GLI AUMENTI avrebbero lo scopo di incoraggiare il risparmio, ridurre i consumi e diminuire la pressione sui prezzi. Ciò implica però l’aumento dei mutui, l’abbassamento dei salari che in Italia sono già bloccati da decenni, la crescita della disoccupazione e dell’impoverimento. Sono i costi sociali già dichiarati dal presidente della Fed Jerome Powell a Jackson Hole: «Pensiamo di poter evitare il tipo di costi sociali molto elevati». Gli stessi che sono stati ammessi a mezza bocca ieri dalla sua omologa alla Bce Christine Lagarde. Non senza ipocrisia, ha detto che «Il rallentamento economia porterà a un certo aumento della disoccupazione»; «Le dinamiche salariali resteranno contenute»; «Il rallentamento delle forniture del gas rafforzano i venti contrari».

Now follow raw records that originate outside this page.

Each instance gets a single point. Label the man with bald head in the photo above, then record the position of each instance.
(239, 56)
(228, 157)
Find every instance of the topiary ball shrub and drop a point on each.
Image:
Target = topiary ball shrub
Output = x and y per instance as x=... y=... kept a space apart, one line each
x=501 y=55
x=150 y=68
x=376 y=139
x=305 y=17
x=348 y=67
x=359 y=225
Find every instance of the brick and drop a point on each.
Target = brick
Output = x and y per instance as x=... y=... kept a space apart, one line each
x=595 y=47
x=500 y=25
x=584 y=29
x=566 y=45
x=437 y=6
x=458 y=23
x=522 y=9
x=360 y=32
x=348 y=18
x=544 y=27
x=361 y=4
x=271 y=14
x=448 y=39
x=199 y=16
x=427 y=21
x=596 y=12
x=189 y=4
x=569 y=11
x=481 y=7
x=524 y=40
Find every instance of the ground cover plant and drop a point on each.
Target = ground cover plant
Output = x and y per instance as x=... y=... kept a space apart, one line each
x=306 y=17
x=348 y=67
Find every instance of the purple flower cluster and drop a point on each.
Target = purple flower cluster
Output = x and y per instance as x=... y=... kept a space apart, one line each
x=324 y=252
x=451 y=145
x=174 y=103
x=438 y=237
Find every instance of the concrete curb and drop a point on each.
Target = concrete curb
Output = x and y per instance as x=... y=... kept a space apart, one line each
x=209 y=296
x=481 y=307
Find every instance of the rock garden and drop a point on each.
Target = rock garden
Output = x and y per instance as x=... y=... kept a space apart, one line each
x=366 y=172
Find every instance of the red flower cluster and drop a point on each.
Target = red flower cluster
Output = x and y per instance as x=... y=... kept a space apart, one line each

E NON È FINITA QUI. Lagarde ha confermato che nei prossimi incontri del consiglio direttivo la Bce potrebbe aumentare ancora i tassi di interesse. Questo perché deve pensare di rimediare al disallineamento con la Fed che, dopo le incertezze iniziali, sta procedendo in questa direzione con più decisione. Ciò però rischia di aggravare la salute dell’Euro sul dollaro e, soprattutto, di rincarare ancora il costo del debito pubblico che in Italia è stratosferico. Chiudendo i rubinetti delle politiche monetarie espansive la Bce ha complicato la situazione.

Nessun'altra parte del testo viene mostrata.